Will there be a robot tax on AI?
OpenAI's policy paper proposes new taxes on 'automated labor' as AI replaces human jobs. The idea is to shift the tax base from payroll taxes (which fund Social Security, Medicaid, SNAP) toward capital gains and corporate income. This is not yet law — it is a proposal — but the concept has support from figures including Bill Gates, the EU, and now OpenAI itself.
Is OpenAI proposing a 4-day work week?
Yes. OpenAI's policy paper proposes incentivizing companies and unions to pilot 32-hour workweeks with no pay cut, calling it an 'efficiency dividend.' The idea is that AI-driven productivity gains should be converted into time back for workers rather than just higher corporate profits. Additional proposals include increased retirement matches and subsidized childcare.
What are AI containment playbooks?
In its policy paper, OpenAI explicitly acknowledges scenarios where dangerous AI 'cannot be easily recalled' — model weights already released, developers unwilling to limit access, or autonomous self-replicating systems. Containment playbooks are coordinated government and industry protocols for responding to such scenarios, similar to cybersecurity incident response and public health emergency frameworks.
When is superintelligence coming according to OpenAI?
Sam Altman told Axios that superintelligence is 'so close, so mind-bending, so disruptive' that it requires a new social contract. The policy paper discusses AI systems going from 'hours-level tasks to months-level projects.' Combined with the SPUD model reveal and $122 billion funding round, OpenAI appears to believe superintelligence-level capabilities are approaching within the next 1-3 years.

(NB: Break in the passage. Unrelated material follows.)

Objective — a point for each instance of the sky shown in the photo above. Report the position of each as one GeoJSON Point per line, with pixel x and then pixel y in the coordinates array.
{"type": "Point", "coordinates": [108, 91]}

Why are critics calling OpenAI's proposals regulatory nihilism?
Fortune reported that critics view the paper as 'regulatory nihilism' because OpenAI proposes grand societal changes while lobbying for light regulation on AI development itself. The criticism is that the proposals redirect attention toward economic policy while avoiding the harder question of how to regulate the development and deployment of increasingly powerful AI systems — which is the area where OpenAI has the most to gain from light-touch oversight.